Back in March 2000, the tech-heavy NASDAQ Composite index surpassed the S&P 500. From 1995 to its peak in 2000, the NASDAQ rose 400% before the dot-com bubble burst in April that year. At the time, the index stood at 5,048.62 points, the first time it had closed above the 5,000 level. 

The NASDAQ, as of July 9 is up 17% year to date, while the broader index S&P 500 is down 2%. “That differential is wider than even at the height of the NASDAQ dot-com bubble in 2000,” says Andrew Slimmon, head of the applied equity advisors team at Morgan Stanley Investment Management.

While Slimmon acknowledges that the market is not a “perfect forward predictor”, he feels the upward climb of the NASDAQ, which puts it at 20% above its 200-day moving average, makes the index “overbought”.

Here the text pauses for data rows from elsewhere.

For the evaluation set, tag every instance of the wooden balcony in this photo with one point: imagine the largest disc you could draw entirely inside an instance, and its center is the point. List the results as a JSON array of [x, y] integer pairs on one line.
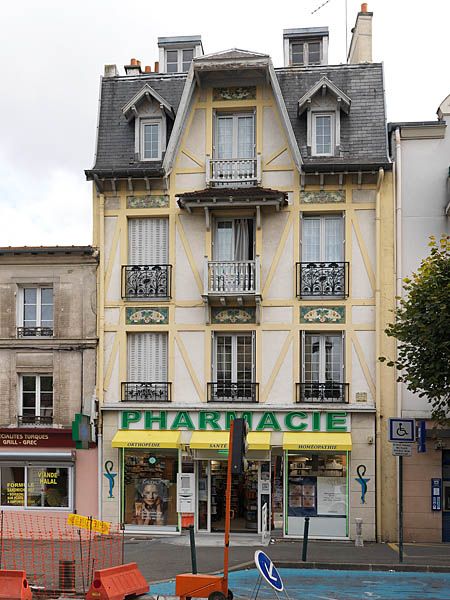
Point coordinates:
[[232, 282], [233, 172]]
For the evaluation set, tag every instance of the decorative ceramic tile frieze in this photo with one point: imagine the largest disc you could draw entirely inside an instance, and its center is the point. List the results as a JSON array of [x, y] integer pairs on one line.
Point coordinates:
[[233, 315], [322, 314], [112, 202], [235, 93], [147, 316], [322, 197], [147, 201]]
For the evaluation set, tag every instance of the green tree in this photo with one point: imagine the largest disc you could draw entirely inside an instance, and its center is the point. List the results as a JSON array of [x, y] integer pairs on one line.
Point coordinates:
[[422, 329]]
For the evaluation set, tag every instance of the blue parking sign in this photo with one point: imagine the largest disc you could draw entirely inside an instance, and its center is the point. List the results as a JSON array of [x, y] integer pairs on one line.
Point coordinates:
[[268, 571]]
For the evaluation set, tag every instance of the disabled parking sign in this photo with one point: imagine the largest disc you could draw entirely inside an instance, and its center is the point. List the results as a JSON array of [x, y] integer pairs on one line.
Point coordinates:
[[268, 571]]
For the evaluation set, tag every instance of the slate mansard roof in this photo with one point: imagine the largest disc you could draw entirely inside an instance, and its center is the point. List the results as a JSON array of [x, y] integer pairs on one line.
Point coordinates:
[[363, 130]]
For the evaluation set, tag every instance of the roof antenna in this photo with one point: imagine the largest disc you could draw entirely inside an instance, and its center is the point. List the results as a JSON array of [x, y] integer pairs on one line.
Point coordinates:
[[346, 22]]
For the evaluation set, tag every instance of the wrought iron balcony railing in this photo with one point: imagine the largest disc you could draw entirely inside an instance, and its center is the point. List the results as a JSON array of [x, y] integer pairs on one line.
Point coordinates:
[[233, 392], [322, 279], [329, 391], [34, 332], [146, 281], [233, 172], [146, 391], [232, 277], [34, 420]]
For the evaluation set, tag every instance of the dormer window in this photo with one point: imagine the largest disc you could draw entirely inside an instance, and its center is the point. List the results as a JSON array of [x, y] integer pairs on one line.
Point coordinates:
[[306, 53], [322, 134], [151, 140], [179, 61]]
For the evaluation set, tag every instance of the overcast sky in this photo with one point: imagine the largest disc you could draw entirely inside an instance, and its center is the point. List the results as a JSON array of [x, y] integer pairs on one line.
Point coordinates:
[[53, 52]]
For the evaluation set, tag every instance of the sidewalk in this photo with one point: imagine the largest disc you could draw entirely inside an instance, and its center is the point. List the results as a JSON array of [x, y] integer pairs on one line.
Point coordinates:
[[162, 558]]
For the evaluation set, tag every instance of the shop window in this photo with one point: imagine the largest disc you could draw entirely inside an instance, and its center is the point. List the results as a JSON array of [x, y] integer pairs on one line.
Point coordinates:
[[317, 487], [150, 487], [36, 487]]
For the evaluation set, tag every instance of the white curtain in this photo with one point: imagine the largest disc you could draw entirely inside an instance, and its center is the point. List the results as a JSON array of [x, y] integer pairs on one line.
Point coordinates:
[[241, 240]]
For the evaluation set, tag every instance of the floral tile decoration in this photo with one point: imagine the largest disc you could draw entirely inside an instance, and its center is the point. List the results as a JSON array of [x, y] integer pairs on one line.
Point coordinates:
[[322, 314], [233, 315], [147, 316], [235, 93], [147, 201], [322, 197]]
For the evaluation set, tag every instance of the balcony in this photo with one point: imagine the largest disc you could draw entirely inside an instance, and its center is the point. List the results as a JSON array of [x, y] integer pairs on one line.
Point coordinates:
[[233, 172], [34, 332], [322, 279], [34, 420], [141, 282], [146, 391], [322, 393], [232, 282], [233, 392]]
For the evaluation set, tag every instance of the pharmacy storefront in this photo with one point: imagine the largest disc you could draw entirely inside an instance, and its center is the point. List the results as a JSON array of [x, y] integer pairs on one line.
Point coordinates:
[[165, 469]]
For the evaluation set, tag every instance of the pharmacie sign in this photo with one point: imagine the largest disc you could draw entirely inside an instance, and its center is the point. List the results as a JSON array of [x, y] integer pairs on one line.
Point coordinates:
[[213, 420]]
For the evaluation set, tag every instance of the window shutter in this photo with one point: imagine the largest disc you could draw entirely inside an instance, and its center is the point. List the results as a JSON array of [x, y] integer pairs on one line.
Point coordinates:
[[148, 241]]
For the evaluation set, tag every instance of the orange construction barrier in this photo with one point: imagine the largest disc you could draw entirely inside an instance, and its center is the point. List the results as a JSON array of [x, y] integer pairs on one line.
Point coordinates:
[[14, 585], [117, 583]]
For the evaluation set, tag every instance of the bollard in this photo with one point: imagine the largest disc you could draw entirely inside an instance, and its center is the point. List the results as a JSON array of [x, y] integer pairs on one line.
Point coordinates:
[[359, 542], [305, 539], [193, 551]]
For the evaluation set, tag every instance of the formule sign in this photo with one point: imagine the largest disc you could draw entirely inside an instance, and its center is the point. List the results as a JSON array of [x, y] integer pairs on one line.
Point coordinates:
[[268, 571]]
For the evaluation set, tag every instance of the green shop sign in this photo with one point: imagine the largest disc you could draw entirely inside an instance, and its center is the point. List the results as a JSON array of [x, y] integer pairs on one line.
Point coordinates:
[[212, 420]]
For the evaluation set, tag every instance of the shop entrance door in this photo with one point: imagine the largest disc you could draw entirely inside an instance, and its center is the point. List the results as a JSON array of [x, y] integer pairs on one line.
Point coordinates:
[[446, 495]]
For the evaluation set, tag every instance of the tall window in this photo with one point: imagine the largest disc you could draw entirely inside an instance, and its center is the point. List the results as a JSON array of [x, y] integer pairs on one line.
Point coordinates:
[[234, 367], [235, 136], [323, 238], [151, 141], [147, 274], [323, 138], [36, 399], [322, 368], [36, 311]]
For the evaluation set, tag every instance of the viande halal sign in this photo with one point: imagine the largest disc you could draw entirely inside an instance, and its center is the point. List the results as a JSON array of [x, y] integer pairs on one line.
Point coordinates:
[[213, 420]]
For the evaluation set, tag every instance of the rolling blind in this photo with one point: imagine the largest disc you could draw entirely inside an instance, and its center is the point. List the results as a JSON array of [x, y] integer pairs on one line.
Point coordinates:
[[148, 241]]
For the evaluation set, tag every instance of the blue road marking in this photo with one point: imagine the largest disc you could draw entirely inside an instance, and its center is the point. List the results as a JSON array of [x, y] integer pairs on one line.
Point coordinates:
[[321, 584]]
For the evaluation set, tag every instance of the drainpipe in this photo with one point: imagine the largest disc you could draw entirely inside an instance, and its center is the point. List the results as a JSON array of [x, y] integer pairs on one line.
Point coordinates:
[[101, 344], [398, 244], [377, 350]]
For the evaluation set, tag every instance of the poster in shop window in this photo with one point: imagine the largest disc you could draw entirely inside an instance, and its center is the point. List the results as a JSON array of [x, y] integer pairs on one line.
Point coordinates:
[[331, 496]]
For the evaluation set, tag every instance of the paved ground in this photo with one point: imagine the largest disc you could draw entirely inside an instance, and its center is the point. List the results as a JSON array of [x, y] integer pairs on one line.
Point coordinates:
[[322, 584], [164, 557]]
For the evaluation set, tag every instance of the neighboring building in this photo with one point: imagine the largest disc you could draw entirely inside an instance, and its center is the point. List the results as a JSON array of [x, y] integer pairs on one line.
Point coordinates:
[[47, 355], [244, 216], [421, 151]]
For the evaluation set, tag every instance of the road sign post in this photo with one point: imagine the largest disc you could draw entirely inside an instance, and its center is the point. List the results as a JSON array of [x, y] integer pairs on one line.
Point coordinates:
[[402, 433]]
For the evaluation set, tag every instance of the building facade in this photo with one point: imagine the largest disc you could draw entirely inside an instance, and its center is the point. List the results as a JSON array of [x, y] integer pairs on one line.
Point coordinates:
[[48, 355], [421, 152], [244, 216]]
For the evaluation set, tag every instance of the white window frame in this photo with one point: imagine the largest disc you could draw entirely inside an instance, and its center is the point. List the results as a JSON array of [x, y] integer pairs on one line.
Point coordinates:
[[314, 117], [143, 123], [322, 335], [322, 236], [235, 117], [305, 45], [180, 60], [37, 407], [21, 304], [234, 335], [46, 466]]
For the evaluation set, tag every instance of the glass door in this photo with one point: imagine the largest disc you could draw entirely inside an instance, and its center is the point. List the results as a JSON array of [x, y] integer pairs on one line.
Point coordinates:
[[203, 496]]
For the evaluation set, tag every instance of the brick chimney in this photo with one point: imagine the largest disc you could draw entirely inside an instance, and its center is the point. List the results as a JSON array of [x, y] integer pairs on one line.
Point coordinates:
[[361, 45]]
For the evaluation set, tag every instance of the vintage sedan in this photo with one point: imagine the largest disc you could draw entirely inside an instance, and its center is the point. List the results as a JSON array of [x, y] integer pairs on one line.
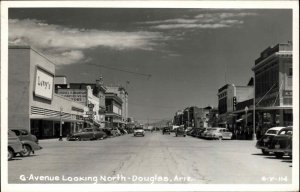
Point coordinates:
[[180, 131], [14, 145], [166, 130], [30, 142], [282, 143], [204, 131], [88, 134], [219, 133], [264, 142]]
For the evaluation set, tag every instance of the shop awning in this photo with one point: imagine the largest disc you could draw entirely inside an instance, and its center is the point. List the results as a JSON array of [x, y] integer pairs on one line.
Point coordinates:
[[250, 110], [38, 117]]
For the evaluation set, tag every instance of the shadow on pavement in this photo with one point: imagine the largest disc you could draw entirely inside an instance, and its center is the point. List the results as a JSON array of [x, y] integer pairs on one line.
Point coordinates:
[[260, 154], [14, 159]]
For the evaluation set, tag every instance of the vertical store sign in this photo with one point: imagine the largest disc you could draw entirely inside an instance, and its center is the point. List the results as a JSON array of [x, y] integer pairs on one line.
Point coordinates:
[[43, 84]]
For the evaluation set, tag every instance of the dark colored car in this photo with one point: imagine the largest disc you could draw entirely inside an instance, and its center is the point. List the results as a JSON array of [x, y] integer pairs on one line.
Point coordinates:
[[180, 131], [139, 131], [88, 134], [190, 132], [196, 132], [29, 142], [282, 143], [265, 141], [166, 130]]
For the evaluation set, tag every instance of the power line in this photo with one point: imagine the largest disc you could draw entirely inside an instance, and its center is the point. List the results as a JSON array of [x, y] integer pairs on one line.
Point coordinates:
[[157, 106], [122, 70]]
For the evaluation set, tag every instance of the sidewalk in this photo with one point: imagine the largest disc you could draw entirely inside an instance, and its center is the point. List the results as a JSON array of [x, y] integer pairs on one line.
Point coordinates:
[[52, 140]]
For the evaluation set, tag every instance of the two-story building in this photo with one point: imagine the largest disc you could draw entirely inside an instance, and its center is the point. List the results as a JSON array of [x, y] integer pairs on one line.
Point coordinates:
[[273, 86], [32, 102]]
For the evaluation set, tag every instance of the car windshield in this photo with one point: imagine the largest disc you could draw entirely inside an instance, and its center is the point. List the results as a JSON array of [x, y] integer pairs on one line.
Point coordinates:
[[286, 132], [272, 132], [87, 130]]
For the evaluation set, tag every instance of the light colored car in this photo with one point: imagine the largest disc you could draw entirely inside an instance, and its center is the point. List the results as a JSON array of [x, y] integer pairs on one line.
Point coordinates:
[[219, 133], [91, 133], [205, 131], [14, 145], [115, 131], [265, 141], [139, 131], [282, 143], [30, 142]]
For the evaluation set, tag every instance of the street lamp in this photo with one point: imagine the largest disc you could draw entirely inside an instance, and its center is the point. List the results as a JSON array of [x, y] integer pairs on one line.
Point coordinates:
[[60, 125]]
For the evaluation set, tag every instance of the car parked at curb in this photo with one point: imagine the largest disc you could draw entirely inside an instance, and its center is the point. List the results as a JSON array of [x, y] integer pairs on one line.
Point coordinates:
[[88, 134], [166, 130], [265, 141], [29, 142], [139, 131], [180, 131], [282, 143], [14, 145], [204, 131], [219, 133], [115, 131]]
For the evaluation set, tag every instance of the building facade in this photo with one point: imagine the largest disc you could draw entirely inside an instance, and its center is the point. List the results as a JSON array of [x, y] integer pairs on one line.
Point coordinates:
[[123, 95], [113, 110], [32, 102], [91, 95], [273, 86]]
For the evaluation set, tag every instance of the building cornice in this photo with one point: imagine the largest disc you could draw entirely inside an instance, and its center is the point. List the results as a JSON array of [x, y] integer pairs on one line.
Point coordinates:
[[287, 54]]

“One electric car stock in the NASDAQ traded more notional volume on July 7 than the entire S&P 500 ETF did,” he adds, referring to Tesla, which surged from around US$1,400 in July 10 to as high as US$1,764.06 on July 13. To him, it is a sign of “irrational exuberance”.

Slimmon reminds investors that after the tech bubble burst in 2000, what ensued was a “decade-long hangover.”

As earnings season looms, investors should keep a watchful eye out, to see if “unreasonable stock valuations” are indeed as such, he says.

“Ultimately, what historically has brought them down is their inability to deliver on these unrealistic expectations needed to justify their current stock prices. That is what ultimately popped the NASDAQ bubble in 2000. The internet was here to stay but companies just could not live up to hype and that came to light during earnings season,” he says.

If investors are keen to stay vested in tech stocks, Slimmon’s suggestion is to look at counters in Asia ex-Japan, which comprise some 20-25% of Morgan Stanley’s two global strategies.

He feels that these stocks, in contrast to their US counterparts, are “cheap” relative to their growth rates. “If they could ever achieve US tech valuations, there should be dramatic upside to these stocks,” he says.

“We are delighted to see these stocks finally breaking out as weakness in the US Dollar and Renminbi strength have pushed flows back into this region. We still think it is in the early innings for this move,” he adds.